It's insomnia, not sleeping pills, that increases the risk of falls among sleep-deprived seniors, a new study suggests.

The Study

The study authors note that in many nursing homes in the United States, elderly residents who have insomnia often go untreated due to the common belief that the hypnotic class of sleeping pills—which include benzodiazepines, barbiturates and shorter-lasting, often-advertised sleep aids increase the likelihood of falls and injuries.

However, a study of more than 34,000 Michigan nursing home residents older than age 65 found that patients who had untreated or partially treated insomnia were 90% more likely to fall within six months than those who did not have insomnia. In contrast, patients who were taking sleeping pills to treat their insomnia were only 29% more likely to fall than those who did not have insomnia


"Many physicians assume that when an older patient has insomnia and is given a hypnotic drug to help induce sleep, the drug will make the patient likely to fall and develop a hip fracture," says lead researcher Dr. Alon Avidan, a sleep specialist at the University of Michigan, "But our findings suggest that people whose insomnia is effectively treated are less likely to fall than untreated insomniacs."

"One study by itself isn't enough to eliminate current concerns about hypnotics and falls," says senior researcher Dr. Ronald Chervin, associate professor of neurology and director of the University's Sleep Disorders Center. "But many previous studies that raised these concerns did not look to see whether insomnia, rather than the drugs themselves, might be the problem. Our results should encourage older people and their caregivers to pay attention to insomnia, and to seek help for it," he concludes.

Senior Safety Tips

If you are an older adult, the New York Presbyterian Hospital offers these suggestions on how you can stay safe and healthy...

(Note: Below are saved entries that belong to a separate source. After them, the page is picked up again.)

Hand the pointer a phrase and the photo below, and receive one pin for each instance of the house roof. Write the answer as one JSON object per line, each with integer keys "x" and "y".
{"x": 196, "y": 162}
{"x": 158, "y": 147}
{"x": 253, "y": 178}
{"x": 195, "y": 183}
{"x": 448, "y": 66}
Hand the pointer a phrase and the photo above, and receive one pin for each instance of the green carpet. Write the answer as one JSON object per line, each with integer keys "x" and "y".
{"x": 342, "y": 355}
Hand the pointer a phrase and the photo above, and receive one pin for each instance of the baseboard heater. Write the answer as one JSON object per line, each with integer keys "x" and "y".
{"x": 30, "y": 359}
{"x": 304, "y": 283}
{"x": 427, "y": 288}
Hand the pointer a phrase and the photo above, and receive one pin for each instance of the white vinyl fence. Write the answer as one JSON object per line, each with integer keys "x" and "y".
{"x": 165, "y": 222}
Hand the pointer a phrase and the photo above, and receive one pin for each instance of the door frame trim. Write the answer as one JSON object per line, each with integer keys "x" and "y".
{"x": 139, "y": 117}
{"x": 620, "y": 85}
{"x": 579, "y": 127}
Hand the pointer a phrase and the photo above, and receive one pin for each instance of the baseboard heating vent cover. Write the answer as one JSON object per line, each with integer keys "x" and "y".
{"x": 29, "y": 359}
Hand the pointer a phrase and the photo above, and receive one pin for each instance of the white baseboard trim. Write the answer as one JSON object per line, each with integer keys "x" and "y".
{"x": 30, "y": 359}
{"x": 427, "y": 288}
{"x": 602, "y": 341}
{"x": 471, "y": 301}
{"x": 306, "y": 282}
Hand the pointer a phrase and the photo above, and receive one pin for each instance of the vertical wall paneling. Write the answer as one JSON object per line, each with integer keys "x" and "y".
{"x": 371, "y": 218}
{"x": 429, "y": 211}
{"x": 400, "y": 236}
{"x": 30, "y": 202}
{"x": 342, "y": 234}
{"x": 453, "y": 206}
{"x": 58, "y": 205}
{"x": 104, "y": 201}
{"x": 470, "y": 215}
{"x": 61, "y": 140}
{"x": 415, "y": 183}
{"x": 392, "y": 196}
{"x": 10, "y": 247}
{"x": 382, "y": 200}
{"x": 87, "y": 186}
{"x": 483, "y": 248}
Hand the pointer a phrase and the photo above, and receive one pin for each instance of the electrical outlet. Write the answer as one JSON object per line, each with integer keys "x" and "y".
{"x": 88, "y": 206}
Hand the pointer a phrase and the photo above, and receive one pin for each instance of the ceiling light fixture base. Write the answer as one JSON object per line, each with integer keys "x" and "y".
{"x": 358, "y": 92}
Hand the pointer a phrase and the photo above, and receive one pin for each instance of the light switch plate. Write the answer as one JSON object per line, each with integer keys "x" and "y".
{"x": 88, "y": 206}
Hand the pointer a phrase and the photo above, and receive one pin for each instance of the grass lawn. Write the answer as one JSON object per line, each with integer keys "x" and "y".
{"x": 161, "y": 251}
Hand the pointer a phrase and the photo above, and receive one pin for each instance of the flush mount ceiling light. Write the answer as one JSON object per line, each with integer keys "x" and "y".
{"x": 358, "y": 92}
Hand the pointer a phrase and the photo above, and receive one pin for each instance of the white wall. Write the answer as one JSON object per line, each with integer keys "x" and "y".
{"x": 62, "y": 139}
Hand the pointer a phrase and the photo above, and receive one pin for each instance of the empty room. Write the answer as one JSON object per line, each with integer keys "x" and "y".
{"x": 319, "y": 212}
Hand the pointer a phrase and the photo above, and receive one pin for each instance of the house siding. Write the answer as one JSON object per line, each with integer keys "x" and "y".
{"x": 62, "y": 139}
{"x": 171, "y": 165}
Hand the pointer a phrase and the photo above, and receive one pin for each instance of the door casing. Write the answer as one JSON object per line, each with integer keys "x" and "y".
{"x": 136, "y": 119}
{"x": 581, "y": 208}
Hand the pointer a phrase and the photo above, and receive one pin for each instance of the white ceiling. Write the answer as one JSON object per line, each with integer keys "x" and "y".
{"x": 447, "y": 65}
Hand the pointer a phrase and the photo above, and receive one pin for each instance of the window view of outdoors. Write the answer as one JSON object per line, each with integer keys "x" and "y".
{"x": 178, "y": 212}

  • Get a flu shot if it's available in your area. Flu season runs from mid-October to mid-March. Flu can be fatal—and older adults are at particular risk.
  • Ask your doctor about a vaccine that protects against pneumonia.
  • Check the lighting in your home. Make sure there are no major lighting contrasts from one room to another, because older people have difficulty adjusting to changes in light. High contrasts in lighting can increase the risk of slips and falls. Also, use night lights and tape extension cords to the floor so they're not loose.
  • Check the rugs to make sure they're not wrinkled or torn, which could pose a tripping hazard. Place padding or special tape under rugs to prevent them from sliding.
  • Place anti-slip mats inside and outside your bathtub. Grab bars inside the tub are also helpful. Always check the temperature of the water before you get into the tub.
  • Exercise in the colder months, indoors if possible. Avoid strenuous exercise, such as shoveling snow.
  • Maintain a healthy diet, and drink at least four or five glasses of water every day.
  • Make sure smoke alarms are working. If you live in your own house, rather than an apartment, you should also have carbon monoxide alarms.
  • Wear proper footwear. In winter, comfortable shoes with anti-slip soles will help you get around on icy streets.
  • Get a programmable phone and enter emergency numbers. A personal emergency-response system can be worn around your neck or on a bracelet to allow you to summon help easily.